Jerusalem-Tel Aviv train line hit by new wave of cancellations

Newly-opened high-speed train line still plagued by technical problems and delays less than a month after inaugural run.

David Rosenberg,

Newly built Yitzhak Navon train station in Jerusalem
Newly built Yitzhak Navon train station in Jerusalem
Flash 90

The newly-opened Jerusalem-Tel Aviv high-speed train line continues to suffer from technical malfunctions and maintenance delays, less than a month after the line’s inaugural run.

On Tuesday morning, two departures were cancelled amid technical malfunctions in two separate trains.

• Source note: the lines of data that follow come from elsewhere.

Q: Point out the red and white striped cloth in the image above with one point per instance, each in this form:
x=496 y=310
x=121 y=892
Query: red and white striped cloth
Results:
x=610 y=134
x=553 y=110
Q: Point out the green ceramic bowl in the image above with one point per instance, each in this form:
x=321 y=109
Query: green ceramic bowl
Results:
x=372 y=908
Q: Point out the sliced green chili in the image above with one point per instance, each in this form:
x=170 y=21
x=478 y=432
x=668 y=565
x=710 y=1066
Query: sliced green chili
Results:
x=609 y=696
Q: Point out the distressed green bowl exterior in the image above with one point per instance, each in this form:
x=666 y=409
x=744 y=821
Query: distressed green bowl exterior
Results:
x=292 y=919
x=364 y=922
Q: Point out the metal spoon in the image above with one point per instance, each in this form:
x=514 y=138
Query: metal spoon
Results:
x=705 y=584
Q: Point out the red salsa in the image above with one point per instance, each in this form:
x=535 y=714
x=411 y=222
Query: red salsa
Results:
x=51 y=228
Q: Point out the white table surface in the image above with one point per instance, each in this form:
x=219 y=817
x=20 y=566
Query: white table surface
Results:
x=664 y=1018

The rail line, originally slated to open on March 30th, was inaugurated on September 25th, though only the Jerusalem-Ben Gurion segment – linking the capital with Israel’s largest international airport – is currently operational. Passengers heading to Tel Aviv must transfer at the airport.

Since its opening, the line has suffered from numerous technical problems and delays in installing maintenance and monitoring equipment, forcing multiple train cancellations.

Earlier this month, a Jerusalem-bound train stopped mid-journey, and was stuck inside a tunnel for well over an hour. Another train halted following a power failure on the tracks.

Days after these two incidents, Israel Railways was forced to cancel four train departures.

Under fire for the line’s repeated failures, last week Transportation Ministry Director Keren Terner explained the decision to open the new train line last month, despite the fact that work was not yet completed, Hahadashot reported.

“The project had already been delayed by months, it could be delayed for years, and if we don’t push to stick to the [opening] date for the train, it could have taken another 15 years.”

On Tuesday, the high-speed Jerusalem-Tel Aviv train line ran with limited service, after two trains set to depart from Jerusalem’s Yitzhak Navon Station were found to be malfunctioning.

The technical problems reduced the frequency of trains Tuesday morning to just once every hour.